In this second category were the NHS reforms, which Hilton strongly supported. That was a Battle for Cameron's Ear that Hilton won: last summer's "pause" in the health Bill was a way of saving it rather than ditching it. The Bill will become law shortly; the Welfare Reform Bill was passed last week; and academies and free schools have reached a critical mass: so Downing Street says that now is a good moment for Hilton to spend more time with his wife and young children in Palo Alto.

Well, that is one story. But Hilton's restlessness and his closeness to Cameron mean that his departure will have consequences. That may be why the Prime Minister devoted his speech to the Tory spring conference yesterday to explaining why Hilton's departure would make no difference. Those are not quite the words that he used. The words that he used were, "I didn't come into politics to play it safe", and a lot about "tough and bold actions". He did not mention Hilton by name, but the message was: I have not lost my reforming zeal. (If Hilton worked in the White House, his secret service code name would be Reforming Zeal.)

Thus the Prime Minister tried to pre-empt a story about his premiership that Hilton's departure reinforces, which is that he leads a wishy-washy government that does not believe in very much, meandering to find the path of least resistance between public opinion, the Liberal Democrats and Europe.

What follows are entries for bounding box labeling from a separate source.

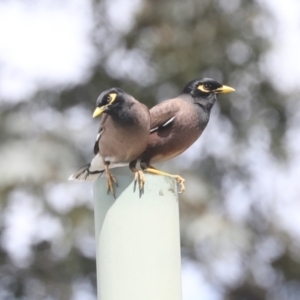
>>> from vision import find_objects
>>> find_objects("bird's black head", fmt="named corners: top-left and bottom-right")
top-left (93, 87), bottom-right (125, 118)
top-left (182, 78), bottom-right (234, 98)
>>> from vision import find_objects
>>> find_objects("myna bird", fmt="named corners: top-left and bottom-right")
top-left (69, 87), bottom-right (150, 195)
top-left (139, 78), bottom-right (234, 193)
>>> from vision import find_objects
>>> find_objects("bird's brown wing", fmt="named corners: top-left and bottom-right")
top-left (94, 114), bottom-right (108, 154)
top-left (150, 99), bottom-right (180, 133)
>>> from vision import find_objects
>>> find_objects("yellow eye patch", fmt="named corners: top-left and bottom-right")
top-left (108, 93), bottom-right (117, 105)
top-left (197, 84), bottom-right (211, 93)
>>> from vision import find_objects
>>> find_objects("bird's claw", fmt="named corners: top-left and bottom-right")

This might be known as the Hilton Paradox. As the author of the Big Society, the director of the hug-a-husky photocall and the model of dress-down Downing Street, Hilton is often identified with Cameron's centrist tendencies. But Hilton's greatest frustrations in No 10 have been with trying to do right-wing things. He is a believer in Californian free enterprise and a Eurosceptic. He wanted Cameron to defy the European Court of Human Rights, and talks in private about Britain leaving the EU.

Equally, his departure might seem to confirm Cameron's loss of interest in green policies. Certainly, the promise of the "greenest government ever" seems to have been forgotten the moment it was uttered in the first flush of coalition. But Hilton's departure might have the opposite effect, because since the election Hilton has told friends that he is not convinced about man-made global warming after all.

So Hilton's absence (to contemplate his unlikely ambition to be Mayor of London) will change the centre of government. It will "take the wackiness out of it", according to one of Hilton's friends, ending the "mad quest for new ideas".

But your view of whether or not that is a good thing does not fit easily in a left-right scale. Blairite Eurosceptics who want interesting stories to put in newspapers will regret his departure. But if you are a believer in the virtues of compromise and want a steady liberal conservatism, then you should wish Hilton well in the land of Google and sunshine.